Kuru Otlar Üstüne (2): ‘Mesele’ taşrayı anlatmak değil!
Feridun Andaç
Son Köşe Yazıları

Kuru Otlar Üstüne (2): ‘Mesele’ taşrayı anlatmak değil!

10.10.2023 04:01
Güncellenme:
Takip Et:

Edebiyatta taşradan söz ederken insanı, insani gerçekliği en iyi anlatan yerdir derim sıklıkla. Peki bu hangi taşradır; içimizdeki mi yoksa dışta, ötede, en uzak yerdeki mi?

Edebiyatımızda bunun en iyi örneklerini bulmuşuzdur.
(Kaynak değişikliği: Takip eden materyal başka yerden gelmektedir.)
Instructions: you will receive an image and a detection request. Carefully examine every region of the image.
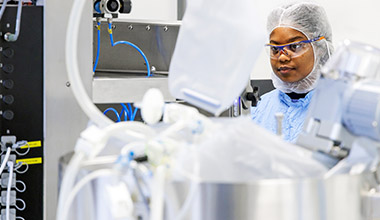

Kemal Bilbaşar Denizin Çağrışı’nda anlatmıştır örneğin. Yusuf Atılgan, Necati Cumalı ilk akla gelen adlardan...

Dünyanın her yerinde taşra vardır. Bu bize özgü bir yer/mekân/yaşama biçimi olgusu değildir. Elias Canetti, bir denemesinde “insanın taşrası”ndan söz etmişti kendi yersiz yurtsuzluğunu anlatırken. Kafka’nın taşrasına ne demeli peki? Ya Dostoyevski’nin?

Edebiyatın bütün bu kapılarından geçerek Nuri Bilge Ceylan sinemasına baktığımızda, her ne kadar kendisi “Yeşilçam geleneği”nden gelen bir yönetmen olmasa da o mecrada üretilen filmlerin neredeyse önemli bir bölümü Anadolu taşrasını anlatır.

Yani taşra, bir edebiyatçı için “malzeme” değil, bildiğini en iyi şeyi anlatma yoludur. Buna tek bir örnek bile vermem yeterlidir burada: Hasan Ali Toptaş’ın tüm romanları bu gerçeklik üzerine kuruludur.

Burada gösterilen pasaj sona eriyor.